Tuesday, August 01, 2006

Letter from Beirut III

3 Quarks has the email. Two others precede this one.

This is not exactly a "bloody shirt" (see below) but close. The difference is that this piece is not exploitative. Instead it is more a muffled scream for help from beneath the rubble. Allow yourself to read it at your own risk.

For a very long time I have wondered what the equation is between the death of brown people and a single "white" life. There must be some sort of a secret arithmetic someplace in someone's drawyer that guides "outrage" in the western world. Off course Rwanda came to shatter all notions of an arithmetic. Then came the killing of Rachel Corrie, a white face with a brown heart. She did not count. Or at least it took a lot of pull to make her death a reason for outrage in the mainstream of the western world. In this war, other equations have emerged, for the still breathing life of a single Israeli soldier, the deaths in Gaza are enough to crowd a cemetary.
My Palestinian friends are irked again that because Lebanon is "sexy", the world watches Lebanon while Gaza is being sliced and bled. This is due to the ruthlessness and savvyness of the western media. On the Arab media, there is as much coverage of the Israeli horrors in Gaza as there is of the dose administered to Lebanon. In all cases, as Israel is now waging a war on these two fronts (in addition to its adventures in Nablus), something unexpected has happened. The two fronts are now inexorably linked. Gaza is nothing like the entire geography of Lebanon, politically, sociologically, culturally the two geographies could not be more different, and yet, as the same shells explode and kill there and here, and the flow of images from there and here is uninterrupted, the geographies have merged. The tacit alliance between Hamas and Hezbollah could not have achieved this proxiness. Their dead are now our own, our siege is theirs, there is a tandem of solidarity, of tragedy, of resilience, of defiance.

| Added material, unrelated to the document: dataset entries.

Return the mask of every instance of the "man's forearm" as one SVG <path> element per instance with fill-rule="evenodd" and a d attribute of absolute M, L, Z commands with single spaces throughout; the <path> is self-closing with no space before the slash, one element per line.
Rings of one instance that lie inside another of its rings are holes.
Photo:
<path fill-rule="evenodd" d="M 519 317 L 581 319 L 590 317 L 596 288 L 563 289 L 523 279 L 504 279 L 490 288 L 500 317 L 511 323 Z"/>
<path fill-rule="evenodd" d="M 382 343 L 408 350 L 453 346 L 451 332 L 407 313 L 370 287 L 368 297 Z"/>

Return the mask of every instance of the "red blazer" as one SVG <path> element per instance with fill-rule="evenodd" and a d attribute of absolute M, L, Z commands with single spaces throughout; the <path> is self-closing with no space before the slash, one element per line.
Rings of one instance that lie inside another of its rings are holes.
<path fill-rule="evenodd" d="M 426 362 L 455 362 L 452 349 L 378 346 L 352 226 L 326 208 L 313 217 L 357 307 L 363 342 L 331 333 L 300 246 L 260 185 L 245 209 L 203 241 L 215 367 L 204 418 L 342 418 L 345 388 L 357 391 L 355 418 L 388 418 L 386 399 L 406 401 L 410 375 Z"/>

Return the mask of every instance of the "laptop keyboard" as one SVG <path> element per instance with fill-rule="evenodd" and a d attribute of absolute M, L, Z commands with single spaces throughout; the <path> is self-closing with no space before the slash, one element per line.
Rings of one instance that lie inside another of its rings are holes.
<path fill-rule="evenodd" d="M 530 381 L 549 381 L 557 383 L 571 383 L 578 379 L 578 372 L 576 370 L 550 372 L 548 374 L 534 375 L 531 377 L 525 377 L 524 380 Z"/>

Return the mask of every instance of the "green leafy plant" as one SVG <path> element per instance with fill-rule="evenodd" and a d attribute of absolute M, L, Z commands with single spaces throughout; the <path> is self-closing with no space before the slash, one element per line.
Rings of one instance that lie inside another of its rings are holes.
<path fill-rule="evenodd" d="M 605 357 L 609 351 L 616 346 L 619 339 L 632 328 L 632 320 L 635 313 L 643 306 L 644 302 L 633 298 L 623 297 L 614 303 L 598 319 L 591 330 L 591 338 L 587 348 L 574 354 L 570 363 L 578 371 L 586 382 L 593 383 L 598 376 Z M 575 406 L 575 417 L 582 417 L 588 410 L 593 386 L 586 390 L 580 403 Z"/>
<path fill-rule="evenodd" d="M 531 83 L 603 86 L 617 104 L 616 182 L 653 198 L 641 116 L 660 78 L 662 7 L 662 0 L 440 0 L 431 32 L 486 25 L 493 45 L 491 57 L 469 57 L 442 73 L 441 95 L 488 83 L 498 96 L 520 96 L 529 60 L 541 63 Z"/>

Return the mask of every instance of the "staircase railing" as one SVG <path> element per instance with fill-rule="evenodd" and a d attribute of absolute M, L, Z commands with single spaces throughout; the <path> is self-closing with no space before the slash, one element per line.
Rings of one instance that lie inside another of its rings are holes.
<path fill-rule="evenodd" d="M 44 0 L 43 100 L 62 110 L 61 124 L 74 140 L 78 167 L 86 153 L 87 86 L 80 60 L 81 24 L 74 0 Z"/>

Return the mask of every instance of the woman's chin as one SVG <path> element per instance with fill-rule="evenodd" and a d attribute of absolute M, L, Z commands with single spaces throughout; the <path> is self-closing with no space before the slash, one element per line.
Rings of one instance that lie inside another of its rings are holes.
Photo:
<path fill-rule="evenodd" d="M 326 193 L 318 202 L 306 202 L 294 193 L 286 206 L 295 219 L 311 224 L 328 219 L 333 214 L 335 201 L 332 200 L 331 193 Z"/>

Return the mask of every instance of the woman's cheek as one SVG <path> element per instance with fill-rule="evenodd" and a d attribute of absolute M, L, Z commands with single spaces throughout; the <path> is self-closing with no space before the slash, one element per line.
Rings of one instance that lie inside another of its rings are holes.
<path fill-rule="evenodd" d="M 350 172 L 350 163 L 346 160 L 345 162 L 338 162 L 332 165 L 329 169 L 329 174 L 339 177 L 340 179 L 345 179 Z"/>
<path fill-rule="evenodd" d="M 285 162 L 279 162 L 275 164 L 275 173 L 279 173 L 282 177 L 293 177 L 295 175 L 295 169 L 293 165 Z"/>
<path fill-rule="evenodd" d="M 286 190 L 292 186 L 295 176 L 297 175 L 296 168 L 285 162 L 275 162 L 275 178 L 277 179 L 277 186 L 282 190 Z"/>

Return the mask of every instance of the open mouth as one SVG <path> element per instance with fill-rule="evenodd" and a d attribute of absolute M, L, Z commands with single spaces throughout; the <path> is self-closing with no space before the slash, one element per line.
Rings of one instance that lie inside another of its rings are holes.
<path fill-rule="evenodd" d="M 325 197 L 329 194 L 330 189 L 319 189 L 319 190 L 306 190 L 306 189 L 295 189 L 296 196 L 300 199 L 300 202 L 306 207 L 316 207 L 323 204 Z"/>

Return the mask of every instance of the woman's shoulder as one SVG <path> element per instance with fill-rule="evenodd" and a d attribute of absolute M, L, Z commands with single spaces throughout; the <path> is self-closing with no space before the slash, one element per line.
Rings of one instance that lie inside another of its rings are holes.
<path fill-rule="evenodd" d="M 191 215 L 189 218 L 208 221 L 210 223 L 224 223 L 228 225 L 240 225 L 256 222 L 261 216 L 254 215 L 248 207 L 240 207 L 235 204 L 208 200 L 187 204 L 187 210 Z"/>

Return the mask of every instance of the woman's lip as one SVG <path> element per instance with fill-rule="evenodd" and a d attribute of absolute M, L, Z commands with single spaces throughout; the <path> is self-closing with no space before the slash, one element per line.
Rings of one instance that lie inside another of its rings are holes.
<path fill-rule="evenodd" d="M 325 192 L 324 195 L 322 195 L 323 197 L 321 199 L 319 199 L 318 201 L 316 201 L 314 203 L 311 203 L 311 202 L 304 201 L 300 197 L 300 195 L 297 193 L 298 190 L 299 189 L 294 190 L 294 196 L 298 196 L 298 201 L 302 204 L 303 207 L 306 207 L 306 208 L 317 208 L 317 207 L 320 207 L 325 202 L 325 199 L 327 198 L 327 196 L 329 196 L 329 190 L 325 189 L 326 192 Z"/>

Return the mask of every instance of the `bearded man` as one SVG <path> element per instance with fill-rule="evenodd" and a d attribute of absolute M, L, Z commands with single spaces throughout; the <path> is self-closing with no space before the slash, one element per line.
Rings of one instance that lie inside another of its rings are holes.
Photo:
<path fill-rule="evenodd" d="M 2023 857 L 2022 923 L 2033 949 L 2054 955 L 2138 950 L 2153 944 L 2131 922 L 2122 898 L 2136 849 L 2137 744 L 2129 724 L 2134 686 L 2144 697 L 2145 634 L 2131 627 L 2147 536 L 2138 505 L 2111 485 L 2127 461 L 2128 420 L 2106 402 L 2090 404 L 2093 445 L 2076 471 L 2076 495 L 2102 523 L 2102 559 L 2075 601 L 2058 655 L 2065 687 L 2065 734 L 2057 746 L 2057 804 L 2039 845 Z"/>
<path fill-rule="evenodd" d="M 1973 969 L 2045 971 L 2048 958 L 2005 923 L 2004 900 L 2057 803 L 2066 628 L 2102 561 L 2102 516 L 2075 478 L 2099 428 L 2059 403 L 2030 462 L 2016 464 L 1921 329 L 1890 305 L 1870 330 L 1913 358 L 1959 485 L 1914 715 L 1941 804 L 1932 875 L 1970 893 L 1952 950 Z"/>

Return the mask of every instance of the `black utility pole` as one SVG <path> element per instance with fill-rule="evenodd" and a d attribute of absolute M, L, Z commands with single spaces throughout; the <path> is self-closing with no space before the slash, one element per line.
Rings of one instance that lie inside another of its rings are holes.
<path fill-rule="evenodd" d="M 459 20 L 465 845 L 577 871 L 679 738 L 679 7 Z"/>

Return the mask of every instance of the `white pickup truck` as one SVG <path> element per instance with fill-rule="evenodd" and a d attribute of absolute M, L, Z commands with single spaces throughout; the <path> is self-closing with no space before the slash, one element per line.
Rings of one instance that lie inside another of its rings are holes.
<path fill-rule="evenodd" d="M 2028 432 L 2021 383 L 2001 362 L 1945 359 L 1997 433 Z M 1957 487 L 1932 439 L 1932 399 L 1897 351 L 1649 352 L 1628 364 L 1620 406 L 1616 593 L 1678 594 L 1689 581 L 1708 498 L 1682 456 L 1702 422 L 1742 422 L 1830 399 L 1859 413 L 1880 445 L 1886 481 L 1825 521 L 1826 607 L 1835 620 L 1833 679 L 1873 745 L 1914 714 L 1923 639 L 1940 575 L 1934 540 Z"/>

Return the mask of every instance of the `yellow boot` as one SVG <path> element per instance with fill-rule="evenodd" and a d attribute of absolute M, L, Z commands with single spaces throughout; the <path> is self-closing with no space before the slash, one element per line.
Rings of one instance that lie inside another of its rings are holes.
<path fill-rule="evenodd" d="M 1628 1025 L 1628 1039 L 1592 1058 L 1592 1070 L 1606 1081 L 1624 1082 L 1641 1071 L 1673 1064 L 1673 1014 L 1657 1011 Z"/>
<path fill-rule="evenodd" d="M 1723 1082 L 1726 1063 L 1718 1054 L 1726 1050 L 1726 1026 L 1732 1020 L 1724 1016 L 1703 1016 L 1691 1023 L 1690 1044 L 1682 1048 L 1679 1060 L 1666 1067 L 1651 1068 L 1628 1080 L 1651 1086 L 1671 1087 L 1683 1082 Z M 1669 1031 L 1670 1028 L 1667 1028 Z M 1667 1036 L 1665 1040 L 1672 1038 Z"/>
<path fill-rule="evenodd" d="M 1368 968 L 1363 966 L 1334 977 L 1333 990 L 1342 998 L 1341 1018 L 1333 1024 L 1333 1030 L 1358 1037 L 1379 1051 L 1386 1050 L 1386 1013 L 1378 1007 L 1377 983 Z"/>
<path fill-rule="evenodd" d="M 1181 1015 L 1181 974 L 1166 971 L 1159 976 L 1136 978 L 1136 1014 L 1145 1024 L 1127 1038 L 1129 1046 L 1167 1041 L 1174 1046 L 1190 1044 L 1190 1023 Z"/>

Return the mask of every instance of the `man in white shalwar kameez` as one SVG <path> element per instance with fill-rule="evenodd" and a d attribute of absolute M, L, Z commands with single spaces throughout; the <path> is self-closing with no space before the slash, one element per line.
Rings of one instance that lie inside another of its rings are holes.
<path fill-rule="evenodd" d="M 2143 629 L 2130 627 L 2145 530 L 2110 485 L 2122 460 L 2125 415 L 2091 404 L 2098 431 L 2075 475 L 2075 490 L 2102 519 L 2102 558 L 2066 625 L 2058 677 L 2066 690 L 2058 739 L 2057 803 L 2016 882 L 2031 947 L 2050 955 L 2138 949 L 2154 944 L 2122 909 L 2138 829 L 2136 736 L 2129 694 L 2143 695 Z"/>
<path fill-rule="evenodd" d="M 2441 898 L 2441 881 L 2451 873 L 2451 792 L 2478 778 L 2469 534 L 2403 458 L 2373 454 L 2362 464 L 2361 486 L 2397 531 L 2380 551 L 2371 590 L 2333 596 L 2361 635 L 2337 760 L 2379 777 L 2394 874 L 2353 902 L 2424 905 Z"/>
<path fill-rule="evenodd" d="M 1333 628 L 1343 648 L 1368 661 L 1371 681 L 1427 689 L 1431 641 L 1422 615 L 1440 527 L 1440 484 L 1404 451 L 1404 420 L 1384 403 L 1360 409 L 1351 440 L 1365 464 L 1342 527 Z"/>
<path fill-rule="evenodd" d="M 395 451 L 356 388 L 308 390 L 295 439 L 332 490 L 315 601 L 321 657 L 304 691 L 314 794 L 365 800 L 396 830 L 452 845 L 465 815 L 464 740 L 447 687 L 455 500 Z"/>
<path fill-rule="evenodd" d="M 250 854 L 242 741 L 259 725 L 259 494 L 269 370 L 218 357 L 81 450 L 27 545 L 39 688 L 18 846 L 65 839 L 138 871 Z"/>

I have stopped accompanying journalists, I started to hang around the schools and other sites where the displaced have been relocated. I go from disappointment to outright rage at the governments' failure at responding appropriately to the humanitarian crisis....Not a single appointed official has had the guts or displayed the resolution to tend to the problem appropriately. If a crisis will erupt and I believe it will, they will have to be held accountable.

They parade on TV and in the streets, with their neat hair and pressed suits, moving from their air-conditioned meeting rooms to restaurants for "power lunches" and so-called coordination meetings, while hundreds and hundreds of volunteers are actually carrying the burden of this problem. What a shame this political class has proven to be. To make matters worse, they whimper and nag about how the Lebanese state has to be "reinforced" to diplomats and foreign envoys, while their OWN people sleep on mattresses (if they are lucky to have been given one) and walk around barefoot in circles wondering how they are expected to make a living.

It's long. It's full of passion. Angry rage. This is what war does. These are the living who will be expected to come to terms with whatever passes for "peace." I don't know what balm will heal this wound in Gilead.